For generations that grew up on television airings of the song-heavy, plot-light, rear-projection-crazy vehicles Elvis Presley himself dismissed as "travelogues," Presley's performance in 1956's Love Me Tender should come as a shock. The Elvis Presley movie eventually became a mini-genre in itself, but in Tender, Presley is a mere supporting player who doesn't appear until a good 20 minutes in, and who plays second fiddle to a solid slab of beefcake named Richard Egan. It's an anomaly in Presley's film career, too—his acting chops get more of a workout than his pelvis or vocal chords.

The film began as a non-musical Western, but was rewritten to accommodate its key supporting player's surging fame. So even though the film is set in 1865, Presley shows off plenty of the moves that shocked and titillated the world 90 years later. The first-billed Egan stars as a Confederate soldier who robs a Union payroll at the end of the Civil War. Once Egan learns that the war is over, he returns home and learns that his sweetheart, thinking him dead, married his adoring younger brother (Presley) in his absence. Awkwardness ensues, but matters of the heart recede into the background once the Yankees show up to demand the stolen loot back.

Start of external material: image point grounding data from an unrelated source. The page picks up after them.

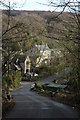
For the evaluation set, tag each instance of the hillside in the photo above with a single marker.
(39, 25)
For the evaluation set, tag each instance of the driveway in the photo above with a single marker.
(31, 105)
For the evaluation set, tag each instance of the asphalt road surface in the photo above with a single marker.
(31, 105)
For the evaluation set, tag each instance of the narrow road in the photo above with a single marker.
(31, 105)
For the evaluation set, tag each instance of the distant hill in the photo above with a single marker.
(44, 25)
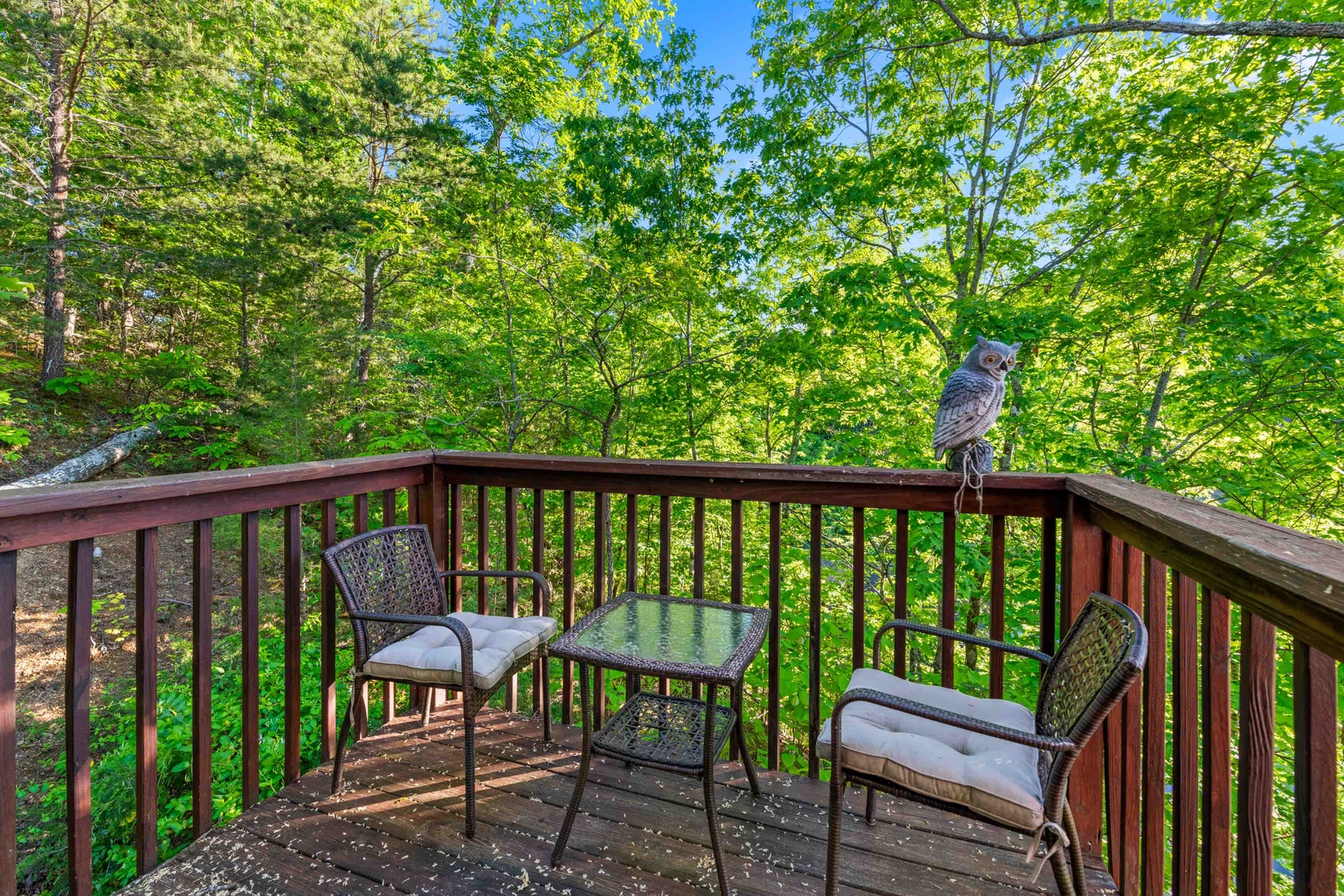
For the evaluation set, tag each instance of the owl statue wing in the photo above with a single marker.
(967, 410)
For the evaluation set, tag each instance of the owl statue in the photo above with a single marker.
(971, 402)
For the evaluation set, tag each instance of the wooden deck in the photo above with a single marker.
(397, 829)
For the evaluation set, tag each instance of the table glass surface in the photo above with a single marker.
(670, 631)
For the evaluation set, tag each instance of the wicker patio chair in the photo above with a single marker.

For much of its duration, Love Me Tender is a solid, unremarkable Western melodrama highlighted by clumsily integrated musical numbers in which Presley's hip-swiveling antics mark his character as a product of the 1950s only slightly less indelibly than if he were driving around in an Edsel. For the first two acts, everyone behaves with remarkable civility and politeness, considering the highly charged emotions at play. The film doesn't truly come alive until Presley goes mad with jealousy and shows off the brooding intensity that might have made him a respected peer of Marlon Brando or James Dean, had he escaped Colonel Tom Parker's golden handcuffs. But after delivering a refreshingly bleak ending, the filmmakers hedge their bets with exactly the kind of commercially calculated postscript that would first compromise, then cripple, the icon's once-promising film career.